There are several methods for filtering water in the backcountry. Common options include:
- Water Filters: Portable water filters are designed to remove bacteria, protozoa, and larger particles. Water filters typically push contaminated water through the filter into a clean container using either gravity, pumping, or squeezing. There are many examples, including the Sawyer Mini, Sawyer Squeeze, Katadyn BeFree, Katadyn Hiker Pro, and MSR Miniworks.
- Water Purifiers: Purifiers go a step further than filters by also removing viruses. They often use a combination of filtration and chemical treatment to provide complete protection. Examples include the MSR Guardian and Grayl Purifiers.
- Chemical Treatment: Water treatment drops or tablets containing chlorine dioxide or iodine can be used to disinfect water. While effective, these methods may take longer to work and can leave a slight taste. Examples include Katadyn Micropur and Potable Aqua.

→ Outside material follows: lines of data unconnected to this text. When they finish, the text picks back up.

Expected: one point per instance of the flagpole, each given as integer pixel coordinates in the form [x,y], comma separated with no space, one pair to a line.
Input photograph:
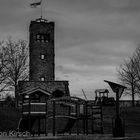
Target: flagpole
[41,10]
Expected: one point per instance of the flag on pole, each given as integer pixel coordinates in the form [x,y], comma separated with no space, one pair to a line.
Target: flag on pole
[34,5]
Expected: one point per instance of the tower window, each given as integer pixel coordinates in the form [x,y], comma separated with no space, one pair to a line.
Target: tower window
[42,37]
[42,79]
[42,56]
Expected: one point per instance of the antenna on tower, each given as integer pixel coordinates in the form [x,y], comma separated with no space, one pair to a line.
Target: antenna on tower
[36,4]
[84,94]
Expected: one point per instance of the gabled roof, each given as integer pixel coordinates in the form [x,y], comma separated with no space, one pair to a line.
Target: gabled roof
[35,90]
[101,91]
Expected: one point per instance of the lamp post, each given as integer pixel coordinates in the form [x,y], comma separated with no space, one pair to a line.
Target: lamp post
[118,129]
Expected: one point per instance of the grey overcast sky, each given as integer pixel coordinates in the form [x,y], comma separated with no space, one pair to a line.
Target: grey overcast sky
[92,37]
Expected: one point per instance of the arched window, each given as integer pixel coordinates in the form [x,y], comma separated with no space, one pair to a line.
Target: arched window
[57,94]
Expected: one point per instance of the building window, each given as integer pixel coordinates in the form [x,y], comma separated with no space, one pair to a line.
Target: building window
[42,37]
[42,56]
[42,79]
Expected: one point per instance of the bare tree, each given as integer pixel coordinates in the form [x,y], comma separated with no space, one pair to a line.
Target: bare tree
[14,55]
[128,76]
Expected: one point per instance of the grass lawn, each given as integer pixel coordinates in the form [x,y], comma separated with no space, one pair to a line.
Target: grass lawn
[129,114]
[9,118]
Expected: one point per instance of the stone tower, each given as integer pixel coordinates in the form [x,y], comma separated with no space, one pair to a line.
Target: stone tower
[41,50]
[42,63]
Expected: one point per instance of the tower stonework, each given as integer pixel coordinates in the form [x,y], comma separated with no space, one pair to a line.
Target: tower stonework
[42,63]
[41,50]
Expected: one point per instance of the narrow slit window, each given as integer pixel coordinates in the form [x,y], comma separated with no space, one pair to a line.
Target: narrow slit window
[42,37]
[42,79]
[42,56]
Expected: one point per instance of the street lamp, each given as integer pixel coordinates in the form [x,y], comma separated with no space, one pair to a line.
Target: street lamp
[118,129]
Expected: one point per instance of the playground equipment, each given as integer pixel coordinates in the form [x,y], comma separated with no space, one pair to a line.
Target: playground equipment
[101,97]
[59,115]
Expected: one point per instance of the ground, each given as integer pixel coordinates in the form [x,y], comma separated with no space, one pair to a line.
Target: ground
[9,118]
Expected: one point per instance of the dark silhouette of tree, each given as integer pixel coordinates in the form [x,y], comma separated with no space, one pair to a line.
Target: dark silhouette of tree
[128,76]
[14,64]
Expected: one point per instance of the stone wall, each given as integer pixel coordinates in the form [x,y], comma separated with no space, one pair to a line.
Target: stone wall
[49,86]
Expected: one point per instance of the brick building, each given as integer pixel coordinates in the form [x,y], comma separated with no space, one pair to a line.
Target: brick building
[42,62]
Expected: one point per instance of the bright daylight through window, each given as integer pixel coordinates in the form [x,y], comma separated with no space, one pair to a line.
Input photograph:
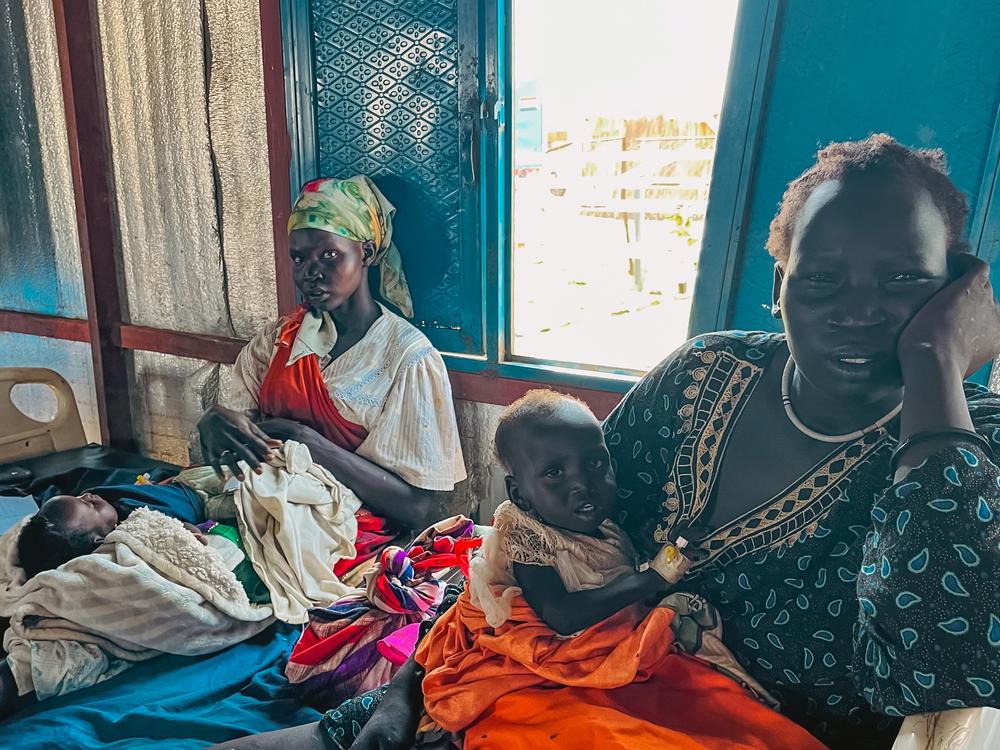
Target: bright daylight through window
[616,115]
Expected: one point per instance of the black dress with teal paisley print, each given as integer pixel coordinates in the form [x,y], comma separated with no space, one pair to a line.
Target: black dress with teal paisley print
[854,600]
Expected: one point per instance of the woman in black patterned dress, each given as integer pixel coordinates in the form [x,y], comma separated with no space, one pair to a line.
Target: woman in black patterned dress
[843,471]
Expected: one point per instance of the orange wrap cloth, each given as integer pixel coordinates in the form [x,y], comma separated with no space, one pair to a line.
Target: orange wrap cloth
[618,684]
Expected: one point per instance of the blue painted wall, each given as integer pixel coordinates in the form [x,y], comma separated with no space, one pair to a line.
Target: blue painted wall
[926,72]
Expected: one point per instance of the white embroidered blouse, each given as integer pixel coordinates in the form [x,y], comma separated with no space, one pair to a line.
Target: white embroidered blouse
[393,383]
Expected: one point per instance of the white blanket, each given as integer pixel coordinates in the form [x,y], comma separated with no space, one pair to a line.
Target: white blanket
[151,588]
[296,522]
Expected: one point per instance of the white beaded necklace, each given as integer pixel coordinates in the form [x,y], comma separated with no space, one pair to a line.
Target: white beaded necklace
[786,399]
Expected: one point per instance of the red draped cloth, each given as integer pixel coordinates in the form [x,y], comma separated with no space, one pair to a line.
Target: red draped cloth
[297,391]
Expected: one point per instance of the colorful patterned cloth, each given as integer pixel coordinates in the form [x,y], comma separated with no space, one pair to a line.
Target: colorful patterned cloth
[356,209]
[337,656]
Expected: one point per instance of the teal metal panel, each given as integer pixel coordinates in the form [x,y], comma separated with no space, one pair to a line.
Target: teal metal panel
[926,74]
[393,92]
[743,112]
[29,281]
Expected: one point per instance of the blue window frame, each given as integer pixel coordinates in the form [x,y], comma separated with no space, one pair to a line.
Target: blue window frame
[356,89]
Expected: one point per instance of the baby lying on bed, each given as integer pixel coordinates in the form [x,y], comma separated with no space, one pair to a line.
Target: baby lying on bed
[70,526]
[551,643]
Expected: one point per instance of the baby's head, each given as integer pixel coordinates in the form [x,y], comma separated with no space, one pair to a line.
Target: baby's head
[557,464]
[65,527]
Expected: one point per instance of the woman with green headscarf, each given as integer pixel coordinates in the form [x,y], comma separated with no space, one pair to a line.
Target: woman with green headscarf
[359,385]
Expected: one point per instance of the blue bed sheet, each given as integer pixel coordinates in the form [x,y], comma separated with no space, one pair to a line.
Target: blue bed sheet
[172,702]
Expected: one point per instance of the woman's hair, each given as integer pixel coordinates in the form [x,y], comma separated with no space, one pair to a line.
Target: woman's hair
[43,545]
[537,405]
[877,154]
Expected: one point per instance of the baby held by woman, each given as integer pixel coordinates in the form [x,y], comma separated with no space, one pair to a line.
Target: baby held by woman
[558,599]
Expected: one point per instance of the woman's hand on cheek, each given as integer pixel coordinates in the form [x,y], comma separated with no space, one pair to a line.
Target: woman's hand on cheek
[959,326]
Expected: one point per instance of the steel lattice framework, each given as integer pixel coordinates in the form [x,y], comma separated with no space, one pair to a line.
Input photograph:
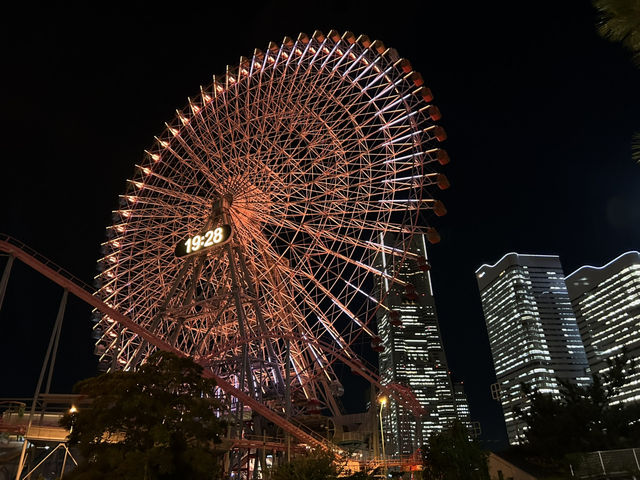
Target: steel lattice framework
[310,150]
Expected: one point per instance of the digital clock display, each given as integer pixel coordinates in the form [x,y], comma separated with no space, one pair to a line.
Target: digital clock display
[211,238]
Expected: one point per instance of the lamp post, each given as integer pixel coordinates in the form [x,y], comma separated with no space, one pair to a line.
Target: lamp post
[383,402]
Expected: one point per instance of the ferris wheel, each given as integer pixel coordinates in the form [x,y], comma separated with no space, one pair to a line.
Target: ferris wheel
[249,235]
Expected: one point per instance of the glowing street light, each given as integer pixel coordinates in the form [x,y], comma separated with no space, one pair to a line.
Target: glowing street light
[383,402]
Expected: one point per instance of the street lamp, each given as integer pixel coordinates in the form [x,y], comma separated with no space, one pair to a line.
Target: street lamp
[383,402]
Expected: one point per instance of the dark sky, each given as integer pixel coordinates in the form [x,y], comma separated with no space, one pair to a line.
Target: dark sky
[539,111]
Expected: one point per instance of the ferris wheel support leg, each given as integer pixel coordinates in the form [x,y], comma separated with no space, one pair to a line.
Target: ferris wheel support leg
[5,278]
[287,395]
[158,316]
[259,317]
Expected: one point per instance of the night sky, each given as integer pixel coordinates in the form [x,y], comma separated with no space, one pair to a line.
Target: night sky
[539,112]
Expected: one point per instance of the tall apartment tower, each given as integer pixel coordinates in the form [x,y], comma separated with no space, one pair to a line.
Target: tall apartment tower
[411,351]
[606,301]
[532,330]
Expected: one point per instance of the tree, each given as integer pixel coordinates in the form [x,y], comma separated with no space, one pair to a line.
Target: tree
[451,455]
[581,419]
[158,422]
[619,21]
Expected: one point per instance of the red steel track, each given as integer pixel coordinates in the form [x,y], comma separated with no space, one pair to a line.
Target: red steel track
[79,289]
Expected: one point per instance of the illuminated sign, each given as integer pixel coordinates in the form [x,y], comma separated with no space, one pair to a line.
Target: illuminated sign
[198,243]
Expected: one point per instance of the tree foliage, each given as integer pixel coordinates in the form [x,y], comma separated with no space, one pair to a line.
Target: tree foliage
[581,419]
[451,455]
[155,423]
[619,21]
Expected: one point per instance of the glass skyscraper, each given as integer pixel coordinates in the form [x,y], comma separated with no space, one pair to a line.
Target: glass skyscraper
[532,330]
[606,301]
[411,351]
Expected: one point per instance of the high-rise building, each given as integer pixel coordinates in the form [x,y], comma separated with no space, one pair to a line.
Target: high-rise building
[462,405]
[606,301]
[410,350]
[532,330]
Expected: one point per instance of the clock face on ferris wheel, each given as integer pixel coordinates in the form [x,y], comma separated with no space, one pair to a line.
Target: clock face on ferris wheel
[214,237]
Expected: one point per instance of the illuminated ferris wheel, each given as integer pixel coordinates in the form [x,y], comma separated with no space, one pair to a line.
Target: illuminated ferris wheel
[248,237]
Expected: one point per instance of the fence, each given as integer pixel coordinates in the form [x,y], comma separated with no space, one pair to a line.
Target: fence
[608,464]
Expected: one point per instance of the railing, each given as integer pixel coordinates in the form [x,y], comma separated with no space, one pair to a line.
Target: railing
[608,464]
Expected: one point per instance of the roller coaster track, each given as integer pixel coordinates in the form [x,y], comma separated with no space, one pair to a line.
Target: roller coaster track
[81,290]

- UV Sterilization: UV sterilization devices use ultraviolet light to kill microorganisms, making water safe to drink. They work quickly, but they rely on batteries and may not remove debris. Examples include the Steripen Purifiers.
Regular maintenance is crucial to ensure your water filter continues to work properly. Clean the filter regularly, especially if you notice a decrease in water flow. Most filters can be backflushed using clean water to remove debris. Always refer to the manufacturer's instructions for proper maintenance.
After filtering, store your clean water in a designated container. Keep it separate from untreated water sources to avoid cross-contamination.
Proper water filtration is a vital skill for backpackers, allowing you to enjoy the backcountry without compromising your safety. There are many options out there, so if you are unsure ask an expert or someone with extensive experience.